LAW OF CONSTANTIUS I AND GALERIUS ON DEBTORS TO THE FISC
   
( AD 305-306 )
 

 
( Johnson, Coleman-Norton & Bourne, Ancient Roman Statutes, Austin, 1961, pp. 237-238, n. 300
 ).

 

 
      Of this constitution Greek and Latin versions exist, both fragmentary in their inscriptions and each exhibiting approximately the same concluding part of the law. The Greek text, reported in 1752, though supposed to be a translation of the Latin document, is more complete than the Latin text, discovered in Lycia, Asia Minor, before 1902, and therefore it is here translated.
      Among the fisc's privileges was the right, in seeking satisfaction from a person indebted to it, to exact from the person who was indebted to the fisc's debtor a debt which he happened to owe to the fisc's debtor. But this procedure was pursued only when the fisc's debtor was impoverished and could not discharge his debt to the fisc.
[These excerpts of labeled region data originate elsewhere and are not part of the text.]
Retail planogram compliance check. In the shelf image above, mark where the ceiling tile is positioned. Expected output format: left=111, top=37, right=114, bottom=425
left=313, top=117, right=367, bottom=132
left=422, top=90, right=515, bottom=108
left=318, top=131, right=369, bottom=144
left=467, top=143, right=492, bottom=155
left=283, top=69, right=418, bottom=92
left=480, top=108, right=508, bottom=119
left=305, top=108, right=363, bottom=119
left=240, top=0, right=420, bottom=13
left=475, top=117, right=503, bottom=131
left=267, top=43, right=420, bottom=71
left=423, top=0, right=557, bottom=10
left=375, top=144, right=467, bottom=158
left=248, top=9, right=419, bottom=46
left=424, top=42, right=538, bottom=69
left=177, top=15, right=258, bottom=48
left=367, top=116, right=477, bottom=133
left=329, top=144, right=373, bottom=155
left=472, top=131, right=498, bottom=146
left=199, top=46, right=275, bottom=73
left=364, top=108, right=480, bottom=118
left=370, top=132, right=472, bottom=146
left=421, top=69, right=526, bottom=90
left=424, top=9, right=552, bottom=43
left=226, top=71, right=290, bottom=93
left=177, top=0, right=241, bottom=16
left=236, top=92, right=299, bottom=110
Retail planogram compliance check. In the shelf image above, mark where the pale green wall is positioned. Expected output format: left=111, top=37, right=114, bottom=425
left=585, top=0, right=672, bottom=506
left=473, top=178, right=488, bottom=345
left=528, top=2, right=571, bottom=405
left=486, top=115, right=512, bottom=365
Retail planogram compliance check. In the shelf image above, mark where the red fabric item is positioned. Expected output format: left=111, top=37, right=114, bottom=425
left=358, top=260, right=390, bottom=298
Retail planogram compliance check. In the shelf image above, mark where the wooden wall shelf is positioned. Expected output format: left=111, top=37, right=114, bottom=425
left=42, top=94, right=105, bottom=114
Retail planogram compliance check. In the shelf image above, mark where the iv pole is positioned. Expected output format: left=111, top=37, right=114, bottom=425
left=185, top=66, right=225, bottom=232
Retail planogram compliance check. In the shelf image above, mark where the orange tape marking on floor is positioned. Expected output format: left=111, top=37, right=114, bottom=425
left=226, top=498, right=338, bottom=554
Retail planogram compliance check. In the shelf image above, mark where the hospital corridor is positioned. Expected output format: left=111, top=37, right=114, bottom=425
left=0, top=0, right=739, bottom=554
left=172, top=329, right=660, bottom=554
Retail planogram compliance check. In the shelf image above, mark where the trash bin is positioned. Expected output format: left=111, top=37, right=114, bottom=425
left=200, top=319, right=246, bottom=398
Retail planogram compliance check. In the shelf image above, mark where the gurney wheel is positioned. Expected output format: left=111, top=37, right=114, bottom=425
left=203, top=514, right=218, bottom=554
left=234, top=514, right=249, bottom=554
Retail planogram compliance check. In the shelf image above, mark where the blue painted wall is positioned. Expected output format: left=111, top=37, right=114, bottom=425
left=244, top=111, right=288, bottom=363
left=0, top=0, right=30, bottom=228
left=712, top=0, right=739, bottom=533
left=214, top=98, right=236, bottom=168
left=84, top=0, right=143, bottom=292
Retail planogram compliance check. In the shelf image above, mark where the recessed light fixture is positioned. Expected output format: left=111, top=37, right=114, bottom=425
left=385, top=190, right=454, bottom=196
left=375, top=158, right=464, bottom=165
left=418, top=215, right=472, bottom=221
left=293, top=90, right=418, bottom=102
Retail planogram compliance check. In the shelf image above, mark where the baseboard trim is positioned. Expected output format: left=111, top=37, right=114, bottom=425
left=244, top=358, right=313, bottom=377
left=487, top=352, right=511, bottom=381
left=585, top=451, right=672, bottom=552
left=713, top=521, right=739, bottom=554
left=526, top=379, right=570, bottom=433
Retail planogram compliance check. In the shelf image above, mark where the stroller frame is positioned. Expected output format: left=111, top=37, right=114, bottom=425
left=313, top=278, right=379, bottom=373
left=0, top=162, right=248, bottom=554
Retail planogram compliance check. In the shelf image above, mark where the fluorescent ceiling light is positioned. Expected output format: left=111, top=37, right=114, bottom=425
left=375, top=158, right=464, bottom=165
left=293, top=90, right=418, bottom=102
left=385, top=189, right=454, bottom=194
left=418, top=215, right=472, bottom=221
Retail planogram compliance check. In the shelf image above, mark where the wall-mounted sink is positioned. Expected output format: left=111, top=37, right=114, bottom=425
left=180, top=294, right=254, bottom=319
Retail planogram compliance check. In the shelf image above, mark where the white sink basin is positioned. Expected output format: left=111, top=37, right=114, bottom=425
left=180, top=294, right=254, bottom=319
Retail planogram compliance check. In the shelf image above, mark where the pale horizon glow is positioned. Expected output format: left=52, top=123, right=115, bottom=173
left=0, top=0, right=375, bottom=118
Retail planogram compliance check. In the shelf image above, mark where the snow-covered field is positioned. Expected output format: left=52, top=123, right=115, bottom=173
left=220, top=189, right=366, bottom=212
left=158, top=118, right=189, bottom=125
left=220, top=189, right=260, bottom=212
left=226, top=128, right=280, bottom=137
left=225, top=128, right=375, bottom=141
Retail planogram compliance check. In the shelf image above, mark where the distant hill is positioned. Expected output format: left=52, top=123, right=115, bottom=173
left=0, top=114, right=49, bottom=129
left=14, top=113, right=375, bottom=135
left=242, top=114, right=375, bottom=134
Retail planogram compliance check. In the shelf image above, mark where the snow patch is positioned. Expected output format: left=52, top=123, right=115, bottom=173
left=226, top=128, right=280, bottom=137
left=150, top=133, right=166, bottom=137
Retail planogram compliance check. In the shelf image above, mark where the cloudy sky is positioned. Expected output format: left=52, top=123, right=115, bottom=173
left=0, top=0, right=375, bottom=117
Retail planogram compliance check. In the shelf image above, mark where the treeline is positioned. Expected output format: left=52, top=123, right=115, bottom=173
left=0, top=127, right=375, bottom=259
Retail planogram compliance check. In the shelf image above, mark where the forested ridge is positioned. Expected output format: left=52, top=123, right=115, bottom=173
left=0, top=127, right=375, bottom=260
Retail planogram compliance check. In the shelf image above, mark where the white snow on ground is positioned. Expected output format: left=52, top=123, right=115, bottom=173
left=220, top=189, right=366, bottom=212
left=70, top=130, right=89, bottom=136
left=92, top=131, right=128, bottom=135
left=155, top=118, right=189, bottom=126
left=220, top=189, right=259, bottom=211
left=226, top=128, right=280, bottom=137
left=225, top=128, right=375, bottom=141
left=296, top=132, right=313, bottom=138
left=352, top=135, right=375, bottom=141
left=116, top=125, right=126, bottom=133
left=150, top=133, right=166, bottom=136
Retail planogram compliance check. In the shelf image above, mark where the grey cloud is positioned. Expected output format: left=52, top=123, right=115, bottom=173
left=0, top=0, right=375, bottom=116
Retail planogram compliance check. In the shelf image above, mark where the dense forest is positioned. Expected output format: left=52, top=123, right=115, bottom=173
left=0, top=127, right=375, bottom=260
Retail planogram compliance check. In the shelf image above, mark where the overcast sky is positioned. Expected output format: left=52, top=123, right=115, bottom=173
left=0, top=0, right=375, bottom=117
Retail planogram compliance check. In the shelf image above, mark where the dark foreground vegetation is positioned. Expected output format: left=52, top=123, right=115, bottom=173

This constitution abolishes all notations about debts owed by the fisc's debtor to it, insofar as these have come to the fisc by a certain day after its debtors have been released, or concocted by the Caesarians, who were apparitors of fiscal officials and whose corruption was notorious ; and the office staffs of all magistrates or officials are ordered to send to the imperial court such records, lest the fisc's debtors later should be disturbed.
 

 
ENGLISH TRANSLATION.
 

 
      1) . . . and weighing with care . . . , lest perchance anything announced by us should escape notice, the occasion for which might furnish to the aforesaid persons' rash lawlessness any opportunity to plot against innocent persons' property, by appropriate words we have thought that it must be corrected.
      2) Therefore, it is our pleasure that as many persons as suffered false accusations in the matter of those persons' notations, when they, subjected to adverse fortune's judgments, have given grounds for action to the fisc before September 19 of our fifth consulship, that is, of course, of Constantius and Maximian, Augusti, shall be freed by our Piety's good services and for the future shall be afraid absolutely of no such annoyance from the fisc. For to our Humanity's thought it seems unjust that any persons should be annoyed by those writings which either an enemy has written purposely, that he may avenge himself even after death, or those which the Caesarians' unrestrained and cursed malignity has fabricated, as if for the sowing of profitable plunder.
      3) And that the records of such annoyances, extirpated from the roots, forever may be buried, know that our sanction's mandates have been issued to the effect that by all means all notations that have remained on the aforesaid day in the fisc's offices, whether prepared in books or on papers or in any documents at all, straightway shall be sent to the imperial court and that, of course, after these our Piety's kindnesses, since such documents do not remain in the aforesaid offices, occasions shall not be afforded to the Caesarians for constantly despoiling our provincials in their customary manner.
      4) Hereafter there shall be no summons into the fiscal court, unless by manifest proofs and by correctly written sureties, because these our directions of instructions have been transmitted, so that, if anyone hereafter in a similar way supplies notations for our fisc's accounts, no person on such notation shall be molested, but all notations shall be sent straightway to our imperial court, where pursuant to our Humanity's sanction an examination is made.
      5) If an annoyance is contrived for anyone by this record of notations, he must appeal to the court of the governor or of the prefects, whose responsibility it shall be to issue sentence and to avert injustice and whose decision with appropriate vigor shall be against those persons who, it is established, continue in their former insubordination.